Magelang, 26 Agustus 2025-Fenomena peredaran narkotika jenis baru yang dikenal dengan sebutan tembakau gorila kini menjadi salah satu momok serius di tengah masyarakat, khususnya di kalangan remaja. Tembakau yang disemprot dengan bahan kimia sintetis menyerupai ganja ini mampu menimbulkan efek halusinogen berbahaya, bahkan berpotensi menyebabkan kecanduan dan kematian. Meski demikian, produk ini sempat tidak tercantum dalam Lampiran Undang-Undang Nomor 35 Tahun 2009 tentang Narkotika, sehingga kerap menimbulkan celah hukum.
Keresahan tersebut menjadi latar belakang penelitian yang dilakukan oleh Azka Firdausi Nugraha, mahasiswa Fakultas Hukum Universitas Muhammadiyah Magelang. Dalam skripsinya berjudul “Dasar Pertimbangan Kejaksaan dalam Tuntutan Pidana Penyalahgunaan Tembakau Gorila di Kota Magelang” (2022), Azka meneliti bagaimana kejaksaan mengambil sikap dalam menghadapi kasus-kasus penyalahgunaan tembakau gorila, serta bagaimana pertanggungjawaban pidana diterapkan terhadap para pelaku.
Tujuan Penelitian
Penelitian ini bertujuan untuk dua hal utama. Pertama, secara objektif, penelitian ingin mengungkap bagaimana penegakan hukum terhadap narkotika jenis baru, yakni tembakau gorila, dalam pertimbangan kejaksaan. Kedua, menelaah bagaimana pertanggungjawaban pidana diberikan kepada pelaku berdasarkan putusan Pengadilan Negeri Magelang Nomor 55/Pid.Sus/2021.

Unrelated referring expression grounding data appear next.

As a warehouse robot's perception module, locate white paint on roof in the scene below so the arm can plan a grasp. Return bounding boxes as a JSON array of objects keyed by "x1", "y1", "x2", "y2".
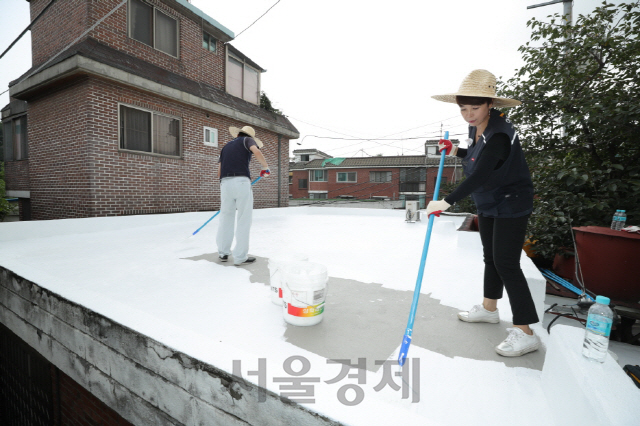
[{"x1": 0, "y1": 207, "x2": 636, "y2": 426}]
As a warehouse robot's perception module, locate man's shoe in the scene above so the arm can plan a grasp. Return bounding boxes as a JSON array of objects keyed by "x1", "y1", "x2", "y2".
[
  {"x1": 496, "y1": 327, "x2": 540, "y2": 356},
  {"x1": 458, "y1": 305, "x2": 500, "y2": 324},
  {"x1": 236, "y1": 257, "x2": 256, "y2": 266}
]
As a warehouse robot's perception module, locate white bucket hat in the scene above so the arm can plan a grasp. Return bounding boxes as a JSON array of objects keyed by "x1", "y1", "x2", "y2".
[
  {"x1": 229, "y1": 126, "x2": 264, "y2": 149},
  {"x1": 432, "y1": 70, "x2": 522, "y2": 108}
]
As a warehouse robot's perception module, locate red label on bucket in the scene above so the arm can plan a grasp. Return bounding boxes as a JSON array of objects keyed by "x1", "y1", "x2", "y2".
[{"x1": 287, "y1": 303, "x2": 324, "y2": 317}]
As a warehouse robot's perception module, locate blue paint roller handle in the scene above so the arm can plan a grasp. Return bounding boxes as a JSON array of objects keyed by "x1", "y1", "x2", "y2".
[
  {"x1": 398, "y1": 131, "x2": 449, "y2": 366},
  {"x1": 191, "y1": 176, "x2": 262, "y2": 237}
]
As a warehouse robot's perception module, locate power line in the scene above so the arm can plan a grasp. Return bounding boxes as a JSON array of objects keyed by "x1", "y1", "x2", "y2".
[{"x1": 234, "y1": 0, "x2": 280, "y2": 40}]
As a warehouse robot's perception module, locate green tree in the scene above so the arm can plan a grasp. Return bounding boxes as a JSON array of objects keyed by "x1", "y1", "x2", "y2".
[{"x1": 500, "y1": 2, "x2": 640, "y2": 259}]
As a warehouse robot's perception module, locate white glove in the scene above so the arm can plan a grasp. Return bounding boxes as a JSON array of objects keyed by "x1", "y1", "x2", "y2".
[{"x1": 427, "y1": 200, "x2": 451, "y2": 218}]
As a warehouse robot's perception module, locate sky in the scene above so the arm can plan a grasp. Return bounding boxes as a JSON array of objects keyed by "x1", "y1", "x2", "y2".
[{"x1": 0, "y1": 0, "x2": 630, "y2": 157}]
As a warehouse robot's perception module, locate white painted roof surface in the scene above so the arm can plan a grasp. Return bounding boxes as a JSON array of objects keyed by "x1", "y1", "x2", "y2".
[{"x1": 0, "y1": 207, "x2": 636, "y2": 426}]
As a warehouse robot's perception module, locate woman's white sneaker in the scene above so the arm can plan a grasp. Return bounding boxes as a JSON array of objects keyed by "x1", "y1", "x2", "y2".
[
  {"x1": 458, "y1": 305, "x2": 500, "y2": 324},
  {"x1": 496, "y1": 327, "x2": 540, "y2": 356}
]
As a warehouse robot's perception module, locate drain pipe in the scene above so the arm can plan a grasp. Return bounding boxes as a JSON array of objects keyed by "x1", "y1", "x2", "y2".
[{"x1": 278, "y1": 135, "x2": 282, "y2": 207}]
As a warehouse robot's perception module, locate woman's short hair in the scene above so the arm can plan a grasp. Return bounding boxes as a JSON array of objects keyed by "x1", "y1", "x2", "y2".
[{"x1": 456, "y1": 96, "x2": 493, "y2": 105}]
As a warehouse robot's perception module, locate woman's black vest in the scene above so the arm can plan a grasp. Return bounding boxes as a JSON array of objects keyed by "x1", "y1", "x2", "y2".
[
  {"x1": 462, "y1": 109, "x2": 533, "y2": 218},
  {"x1": 220, "y1": 136, "x2": 255, "y2": 179}
]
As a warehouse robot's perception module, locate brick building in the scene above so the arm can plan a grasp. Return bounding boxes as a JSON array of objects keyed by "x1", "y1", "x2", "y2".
[
  {"x1": 2, "y1": 0, "x2": 299, "y2": 220},
  {"x1": 289, "y1": 145, "x2": 462, "y2": 208}
]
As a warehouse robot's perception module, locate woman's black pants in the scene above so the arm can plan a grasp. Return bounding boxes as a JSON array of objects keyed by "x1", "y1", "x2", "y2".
[{"x1": 478, "y1": 215, "x2": 539, "y2": 325}]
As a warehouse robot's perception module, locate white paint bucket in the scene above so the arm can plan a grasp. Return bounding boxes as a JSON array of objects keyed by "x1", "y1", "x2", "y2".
[
  {"x1": 282, "y1": 262, "x2": 328, "y2": 326},
  {"x1": 269, "y1": 253, "x2": 309, "y2": 306}
]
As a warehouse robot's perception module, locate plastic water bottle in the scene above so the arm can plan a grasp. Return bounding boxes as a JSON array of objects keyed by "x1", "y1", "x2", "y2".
[
  {"x1": 611, "y1": 210, "x2": 620, "y2": 231},
  {"x1": 582, "y1": 296, "x2": 613, "y2": 362},
  {"x1": 617, "y1": 210, "x2": 627, "y2": 231}
]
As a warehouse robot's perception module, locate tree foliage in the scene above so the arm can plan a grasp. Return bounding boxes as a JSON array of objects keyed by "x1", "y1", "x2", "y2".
[{"x1": 500, "y1": 2, "x2": 640, "y2": 258}]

Selain itu, Azka menekankan manfaat praktis penelitiannya: memberikan masukan bagi aparat penegak hukum, memperluas wawasan mengenai celah hukum narkotika baru, sekaligus menambah literatur akademik di bidang hukum pidana.
Metode Penelitian
Azka menggunakan pendekatan hukum normatif dengan teknik studi pustaka dan analisis kualitatif. Ia menelaah kasus konkret di Kota Magelang dengan mengacu pada peraturan perundang-undangan, Surat Edaran Jaksa Agung, serta putusan pengadilan. Pendekatan kasus, historis, dan komparatif dipakai untuk memahami persoalan dari berbagai sisi.
Hasil Penelitian
Hasil penelitian menunjukkan bahwa dalam menjalankan tuntutan pidana, Jaksa Penuntut Umum (JPU) berpedoman pada Surat Edaran Jaksa Agung sebagai acuan. Surat edaran tersebut menegaskan pentingnya memperhatikan bobot barang bukti, status terdakwa (apakah pengguna, pengedar, atau residivis), serta alat bukti sah berupa keterangan saksi, hasil uji laboratorium, dan tes urin.

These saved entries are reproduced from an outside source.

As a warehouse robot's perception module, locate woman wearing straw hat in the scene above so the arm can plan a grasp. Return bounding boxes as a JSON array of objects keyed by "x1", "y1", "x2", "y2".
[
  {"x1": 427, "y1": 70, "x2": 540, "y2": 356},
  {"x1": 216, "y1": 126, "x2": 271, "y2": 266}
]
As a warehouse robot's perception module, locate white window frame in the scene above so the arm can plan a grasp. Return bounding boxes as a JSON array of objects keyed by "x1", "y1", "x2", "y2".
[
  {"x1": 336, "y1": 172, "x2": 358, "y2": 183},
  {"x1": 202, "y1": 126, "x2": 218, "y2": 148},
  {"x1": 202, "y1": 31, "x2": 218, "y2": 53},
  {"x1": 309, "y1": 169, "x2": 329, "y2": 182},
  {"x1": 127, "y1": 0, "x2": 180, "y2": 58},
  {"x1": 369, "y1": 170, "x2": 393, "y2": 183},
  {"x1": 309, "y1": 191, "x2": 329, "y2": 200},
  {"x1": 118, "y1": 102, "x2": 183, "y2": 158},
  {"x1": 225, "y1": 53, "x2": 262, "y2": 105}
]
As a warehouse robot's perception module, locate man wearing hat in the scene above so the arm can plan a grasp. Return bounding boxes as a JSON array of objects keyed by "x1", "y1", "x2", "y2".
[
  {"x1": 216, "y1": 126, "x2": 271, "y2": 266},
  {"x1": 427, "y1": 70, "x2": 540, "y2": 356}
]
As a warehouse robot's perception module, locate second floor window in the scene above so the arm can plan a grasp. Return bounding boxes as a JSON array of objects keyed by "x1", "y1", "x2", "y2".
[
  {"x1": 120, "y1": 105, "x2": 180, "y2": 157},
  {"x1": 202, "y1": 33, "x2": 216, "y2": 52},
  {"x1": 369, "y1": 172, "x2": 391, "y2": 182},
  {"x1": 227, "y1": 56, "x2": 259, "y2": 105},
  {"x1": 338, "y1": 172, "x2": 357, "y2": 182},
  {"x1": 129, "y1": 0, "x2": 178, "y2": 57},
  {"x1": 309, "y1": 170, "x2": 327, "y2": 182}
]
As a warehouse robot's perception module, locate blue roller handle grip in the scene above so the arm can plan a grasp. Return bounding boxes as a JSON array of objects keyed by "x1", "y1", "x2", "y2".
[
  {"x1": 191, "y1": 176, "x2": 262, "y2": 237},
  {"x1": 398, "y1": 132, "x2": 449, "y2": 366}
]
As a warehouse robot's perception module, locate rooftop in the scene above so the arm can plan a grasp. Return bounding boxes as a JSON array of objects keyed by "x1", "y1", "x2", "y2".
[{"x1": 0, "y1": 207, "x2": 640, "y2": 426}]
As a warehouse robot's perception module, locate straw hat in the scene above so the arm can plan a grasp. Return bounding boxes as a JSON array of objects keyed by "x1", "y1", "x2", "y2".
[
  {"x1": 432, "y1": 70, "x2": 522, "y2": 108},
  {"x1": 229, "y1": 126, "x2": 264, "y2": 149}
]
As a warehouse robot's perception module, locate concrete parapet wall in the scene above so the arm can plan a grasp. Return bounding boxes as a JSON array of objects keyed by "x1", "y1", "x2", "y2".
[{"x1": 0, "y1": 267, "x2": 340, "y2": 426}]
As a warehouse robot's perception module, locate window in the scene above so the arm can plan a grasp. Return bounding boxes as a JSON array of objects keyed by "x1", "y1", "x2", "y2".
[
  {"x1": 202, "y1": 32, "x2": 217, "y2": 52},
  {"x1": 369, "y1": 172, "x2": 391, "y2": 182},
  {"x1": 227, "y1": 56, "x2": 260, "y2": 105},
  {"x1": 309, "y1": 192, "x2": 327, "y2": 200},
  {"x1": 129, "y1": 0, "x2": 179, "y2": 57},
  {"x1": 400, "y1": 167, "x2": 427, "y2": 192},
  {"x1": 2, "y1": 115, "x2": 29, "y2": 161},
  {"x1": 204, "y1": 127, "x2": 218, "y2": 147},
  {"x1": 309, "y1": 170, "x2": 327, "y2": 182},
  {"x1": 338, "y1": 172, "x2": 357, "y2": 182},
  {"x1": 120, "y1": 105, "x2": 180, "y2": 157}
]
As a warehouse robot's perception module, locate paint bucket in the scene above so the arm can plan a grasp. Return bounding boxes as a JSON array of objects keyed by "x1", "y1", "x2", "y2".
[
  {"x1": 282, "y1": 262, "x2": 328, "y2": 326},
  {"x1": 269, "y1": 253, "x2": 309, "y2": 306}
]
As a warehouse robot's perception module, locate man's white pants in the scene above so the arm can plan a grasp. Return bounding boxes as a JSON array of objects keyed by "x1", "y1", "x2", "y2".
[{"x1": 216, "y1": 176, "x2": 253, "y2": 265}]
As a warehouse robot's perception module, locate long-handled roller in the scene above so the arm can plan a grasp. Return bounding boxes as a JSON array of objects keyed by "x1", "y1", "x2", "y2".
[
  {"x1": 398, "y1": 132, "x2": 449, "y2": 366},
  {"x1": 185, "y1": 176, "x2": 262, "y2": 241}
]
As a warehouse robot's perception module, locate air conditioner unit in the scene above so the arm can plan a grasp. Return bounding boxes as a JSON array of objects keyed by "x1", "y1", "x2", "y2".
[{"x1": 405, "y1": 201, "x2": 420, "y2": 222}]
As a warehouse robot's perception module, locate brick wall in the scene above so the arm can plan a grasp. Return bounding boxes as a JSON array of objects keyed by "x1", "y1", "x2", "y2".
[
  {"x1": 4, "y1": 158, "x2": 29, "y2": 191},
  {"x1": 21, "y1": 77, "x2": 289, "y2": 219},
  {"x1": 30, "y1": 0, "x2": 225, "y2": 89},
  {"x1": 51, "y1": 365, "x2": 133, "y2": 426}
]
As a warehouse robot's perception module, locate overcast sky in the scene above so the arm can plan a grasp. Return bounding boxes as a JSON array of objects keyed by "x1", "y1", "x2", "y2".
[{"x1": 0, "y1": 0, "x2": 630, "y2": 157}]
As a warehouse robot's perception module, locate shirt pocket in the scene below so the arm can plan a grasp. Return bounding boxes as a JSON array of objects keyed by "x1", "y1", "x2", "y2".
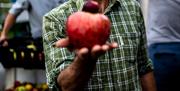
[{"x1": 112, "y1": 32, "x2": 140, "y2": 63}]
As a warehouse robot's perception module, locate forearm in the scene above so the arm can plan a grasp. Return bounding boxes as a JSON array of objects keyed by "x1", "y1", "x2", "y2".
[
  {"x1": 141, "y1": 72, "x2": 156, "y2": 91},
  {"x1": 57, "y1": 57, "x2": 96, "y2": 91},
  {"x1": 2, "y1": 14, "x2": 16, "y2": 35}
]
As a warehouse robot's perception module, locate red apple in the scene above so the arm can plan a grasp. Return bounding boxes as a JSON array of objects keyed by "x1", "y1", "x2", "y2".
[
  {"x1": 82, "y1": 0, "x2": 100, "y2": 13},
  {"x1": 66, "y1": 11, "x2": 111, "y2": 49}
]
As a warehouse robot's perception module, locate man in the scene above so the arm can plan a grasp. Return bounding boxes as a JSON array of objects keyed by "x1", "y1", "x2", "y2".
[
  {"x1": 147, "y1": 0, "x2": 180, "y2": 91},
  {"x1": 43, "y1": 0, "x2": 156, "y2": 91}
]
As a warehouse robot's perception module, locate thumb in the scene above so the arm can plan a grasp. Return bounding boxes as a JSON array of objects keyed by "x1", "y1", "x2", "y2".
[{"x1": 55, "y1": 38, "x2": 69, "y2": 48}]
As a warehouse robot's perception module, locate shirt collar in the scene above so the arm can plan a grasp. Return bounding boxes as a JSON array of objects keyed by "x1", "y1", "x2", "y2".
[{"x1": 73, "y1": 0, "x2": 121, "y2": 13}]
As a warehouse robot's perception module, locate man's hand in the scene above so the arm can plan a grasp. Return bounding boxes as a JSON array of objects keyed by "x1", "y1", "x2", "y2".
[
  {"x1": 55, "y1": 38, "x2": 118, "y2": 91},
  {"x1": 55, "y1": 38, "x2": 118, "y2": 59}
]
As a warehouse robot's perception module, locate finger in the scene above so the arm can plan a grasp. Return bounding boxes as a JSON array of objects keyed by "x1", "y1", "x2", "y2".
[
  {"x1": 91, "y1": 45, "x2": 105, "y2": 60},
  {"x1": 54, "y1": 38, "x2": 69, "y2": 48},
  {"x1": 76, "y1": 48, "x2": 89, "y2": 60},
  {"x1": 110, "y1": 42, "x2": 118, "y2": 48}
]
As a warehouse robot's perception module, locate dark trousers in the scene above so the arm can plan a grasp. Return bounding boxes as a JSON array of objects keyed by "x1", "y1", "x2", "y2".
[{"x1": 148, "y1": 43, "x2": 180, "y2": 91}]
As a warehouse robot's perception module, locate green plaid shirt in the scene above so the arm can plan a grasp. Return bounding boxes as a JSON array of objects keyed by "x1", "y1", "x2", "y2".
[{"x1": 43, "y1": 0, "x2": 152, "y2": 91}]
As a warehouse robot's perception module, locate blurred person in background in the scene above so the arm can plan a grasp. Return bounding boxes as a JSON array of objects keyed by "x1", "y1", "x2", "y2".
[
  {"x1": 0, "y1": 0, "x2": 65, "y2": 87},
  {"x1": 147, "y1": 0, "x2": 180, "y2": 91},
  {"x1": 0, "y1": 0, "x2": 64, "y2": 45}
]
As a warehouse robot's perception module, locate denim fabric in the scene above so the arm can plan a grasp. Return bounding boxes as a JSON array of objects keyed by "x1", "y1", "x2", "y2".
[{"x1": 148, "y1": 43, "x2": 180, "y2": 91}]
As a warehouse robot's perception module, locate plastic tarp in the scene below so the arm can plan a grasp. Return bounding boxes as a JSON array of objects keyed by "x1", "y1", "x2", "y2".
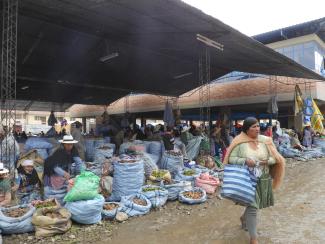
[
  {"x1": 109, "y1": 160, "x2": 144, "y2": 201},
  {"x1": 65, "y1": 195, "x2": 105, "y2": 225},
  {"x1": 0, "y1": 204, "x2": 36, "y2": 234}
]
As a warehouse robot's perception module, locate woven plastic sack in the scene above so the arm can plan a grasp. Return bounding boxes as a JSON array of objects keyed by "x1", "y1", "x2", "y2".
[
  {"x1": 175, "y1": 168, "x2": 201, "y2": 185},
  {"x1": 178, "y1": 187, "x2": 207, "y2": 204},
  {"x1": 148, "y1": 141, "x2": 163, "y2": 157},
  {"x1": 161, "y1": 180, "x2": 192, "y2": 201},
  {"x1": 65, "y1": 195, "x2": 105, "y2": 225},
  {"x1": 94, "y1": 143, "x2": 115, "y2": 164},
  {"x1": 160, "y1": 151, "x2": 184, "y2": 176},
  {"x1": 102, "y1": 202, "x2": 121, "y2": 219},
  {"x1": 140, "y1": 185, "x2": 168, "y2": 208},
  {"x1": 63, "y1": 171, "x2": 100, "y2": 202},
  {"x1": 36, "y1": 148, "x2": 49, "y2": 159},
  {"x1": 118, "y1": 193, "x2": 152, "y2": 217},
  {"x1": 109, "y1": 160, "x2": 144, "y2": 201},
  {"x1": 141, "y1": 153, "x2": 158, "y2": 178},
  {"x1": 149, "y1": 169, "x2": 172, "y2": 182},
  {"x1": 186, "y1": 136, "x2": 203, "y2": 160},
  {"x1": 0, "y1": 204, "x2": 36, "y2": 234},
  {"x1": 195, "y1": 173, "x2": 220, "y2": 194},
  {"x1": 32, "y1": 208, "x2": 72, "y2": 237}
]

Dalam kasus putusan PN Magelang Nomor 55/Pid.Sus/2021, terdakwa terbukti bersalah menyalahgunakan tembakau gorila. Majelis hakim menjatuhkan hukuman 5 tahun penjara dan denda Rp1 miliar, dengan ketentuan apabila denda tidak dibayar maka diganti dengan kurungan tambahan selama 2 bulan. Putusan ini dijatuhkan berdasarkan Pasal 112 ayat (2) UU Nomor 35 Tahun 2009 tentang Narkotika jo. Permenkes Nomor 4 Tahun 2021 yang memperbarui penggolongan narkotika.

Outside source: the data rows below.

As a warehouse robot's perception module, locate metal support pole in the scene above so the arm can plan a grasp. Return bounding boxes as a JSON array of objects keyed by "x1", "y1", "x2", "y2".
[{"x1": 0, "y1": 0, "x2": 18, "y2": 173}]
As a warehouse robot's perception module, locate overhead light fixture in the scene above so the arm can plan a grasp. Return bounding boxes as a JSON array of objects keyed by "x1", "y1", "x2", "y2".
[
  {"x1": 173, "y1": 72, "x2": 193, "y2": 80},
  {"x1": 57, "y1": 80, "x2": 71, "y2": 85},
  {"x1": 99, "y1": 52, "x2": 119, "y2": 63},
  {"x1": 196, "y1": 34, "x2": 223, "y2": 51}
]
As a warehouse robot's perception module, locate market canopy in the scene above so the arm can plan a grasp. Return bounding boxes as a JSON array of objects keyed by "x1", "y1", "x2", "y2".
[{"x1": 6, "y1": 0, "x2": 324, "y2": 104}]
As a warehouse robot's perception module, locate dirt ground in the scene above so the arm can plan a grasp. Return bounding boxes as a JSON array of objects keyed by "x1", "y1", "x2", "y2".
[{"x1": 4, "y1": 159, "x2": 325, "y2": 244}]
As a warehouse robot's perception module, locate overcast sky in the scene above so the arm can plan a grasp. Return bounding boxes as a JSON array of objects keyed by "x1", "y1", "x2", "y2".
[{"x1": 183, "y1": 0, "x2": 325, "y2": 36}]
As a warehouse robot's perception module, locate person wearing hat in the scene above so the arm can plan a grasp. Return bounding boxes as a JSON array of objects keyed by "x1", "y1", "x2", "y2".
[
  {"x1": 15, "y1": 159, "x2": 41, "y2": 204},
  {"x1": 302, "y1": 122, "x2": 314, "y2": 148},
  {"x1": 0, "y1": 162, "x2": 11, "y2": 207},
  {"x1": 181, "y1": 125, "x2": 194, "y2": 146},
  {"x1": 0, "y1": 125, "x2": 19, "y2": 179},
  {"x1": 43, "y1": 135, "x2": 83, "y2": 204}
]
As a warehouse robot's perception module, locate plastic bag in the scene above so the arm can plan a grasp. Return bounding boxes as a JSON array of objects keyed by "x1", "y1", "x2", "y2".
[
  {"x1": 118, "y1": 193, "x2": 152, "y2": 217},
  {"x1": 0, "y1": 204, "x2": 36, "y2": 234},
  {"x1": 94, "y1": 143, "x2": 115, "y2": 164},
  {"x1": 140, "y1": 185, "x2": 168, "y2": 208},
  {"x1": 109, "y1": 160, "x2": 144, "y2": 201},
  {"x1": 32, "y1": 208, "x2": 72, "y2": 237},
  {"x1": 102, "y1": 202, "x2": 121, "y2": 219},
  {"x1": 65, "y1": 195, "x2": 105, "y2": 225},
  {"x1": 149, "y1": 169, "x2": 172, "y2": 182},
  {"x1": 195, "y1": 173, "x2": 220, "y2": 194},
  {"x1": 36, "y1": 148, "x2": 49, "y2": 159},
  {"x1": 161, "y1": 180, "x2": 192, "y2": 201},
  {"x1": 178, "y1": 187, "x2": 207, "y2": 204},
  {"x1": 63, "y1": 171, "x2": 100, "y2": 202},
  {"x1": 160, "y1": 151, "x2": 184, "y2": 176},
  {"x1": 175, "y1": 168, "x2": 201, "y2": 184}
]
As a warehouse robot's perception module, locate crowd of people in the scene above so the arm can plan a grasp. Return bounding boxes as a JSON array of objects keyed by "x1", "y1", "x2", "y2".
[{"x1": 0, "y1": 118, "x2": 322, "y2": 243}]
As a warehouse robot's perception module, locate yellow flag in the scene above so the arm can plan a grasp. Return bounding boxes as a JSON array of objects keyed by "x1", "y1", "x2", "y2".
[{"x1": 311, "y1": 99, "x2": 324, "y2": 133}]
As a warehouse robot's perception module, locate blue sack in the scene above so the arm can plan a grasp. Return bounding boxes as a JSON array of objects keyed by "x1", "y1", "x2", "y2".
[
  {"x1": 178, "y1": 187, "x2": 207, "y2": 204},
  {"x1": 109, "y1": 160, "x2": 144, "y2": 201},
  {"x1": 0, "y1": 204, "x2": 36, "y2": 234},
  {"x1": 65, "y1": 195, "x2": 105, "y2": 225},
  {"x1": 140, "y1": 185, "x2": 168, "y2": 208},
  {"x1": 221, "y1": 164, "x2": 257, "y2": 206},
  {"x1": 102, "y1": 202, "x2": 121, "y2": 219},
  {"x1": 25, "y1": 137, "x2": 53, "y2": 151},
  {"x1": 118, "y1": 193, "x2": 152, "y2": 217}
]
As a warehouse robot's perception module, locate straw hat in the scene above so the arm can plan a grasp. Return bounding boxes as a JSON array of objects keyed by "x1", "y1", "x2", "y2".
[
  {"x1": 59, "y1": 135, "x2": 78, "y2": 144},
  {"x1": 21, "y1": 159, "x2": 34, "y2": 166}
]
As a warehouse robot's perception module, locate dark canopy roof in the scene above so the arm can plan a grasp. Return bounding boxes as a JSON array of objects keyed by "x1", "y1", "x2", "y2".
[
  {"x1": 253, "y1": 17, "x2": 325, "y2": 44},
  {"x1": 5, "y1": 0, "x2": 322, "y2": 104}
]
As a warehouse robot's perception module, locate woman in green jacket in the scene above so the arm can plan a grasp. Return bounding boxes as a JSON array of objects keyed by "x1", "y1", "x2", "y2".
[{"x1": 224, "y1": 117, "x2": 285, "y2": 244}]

Menurut Azka, putusan tersebut telah sesuai dengan prinsip keadilan, karena hakim memperhatikan batas minimal dan maksimal pidana serta berupaya memberikan efek jera. Namun, ia juga mencatat bahwa UU Narkotika masih belum mengatur secara tegas terkait tembakau gorila. Hal ini menimbulkan kebutuhan mendesak untuk melakukan perubahan atau pembaharuan hukum agar penggolongan narkotika lebih jelas dan tidak menimbulkan celah hukum.
Kesimpulan dan Saran
Dari penelitiannya, Azka menyimpulkan bahwa kejaksaan memegang peran vital dalam memastikan proses hukum berjalan adil melalui pertimbangan yang matang sebelum melayangkan tuntutan. Namun, kelemahan regulasi membuat aparat penegak hukum harus mengandalkan surat edaran dan interpretasi terhadap aturan yang ada.
Ia menyarankan agar pemerintah segera melakukan revisi pada UU Narkotika, khususnya terkait penggolongan tembakau gorila, guna mempertegas aturan dan memudahkan aparat dalam memberikan kepastian hukum. Selain itu, koordinasi antarpenegak hukum – kepolisian, kejaksaan, hakim, hingga lembaga pemasyarakatan – harus lebih diperkuat agar penanganan kasus narkotika dapat dilakukan dengan lebih efektif dan komprehensif.
Dengan penelitian ini, Azka Firdausi Nugraha berhasil menunjukkan bahwa masalah narkotika tidak hanya berhenti pada maraknya peredaran, tetapi juga menyentuh aspek regulasi dan penegakan hukum. Tembakau gorila hanyalah satu contoh dari cepatnya inovasi narkotika sintetis yang menuntut kecepatan adaptasi hukum. Magelang mungkin hanya satu kota kecil, tetapi kasus ini mencerminkan tantangan besar Indonesia dalam menghadapi ancaman narkotika di era modern.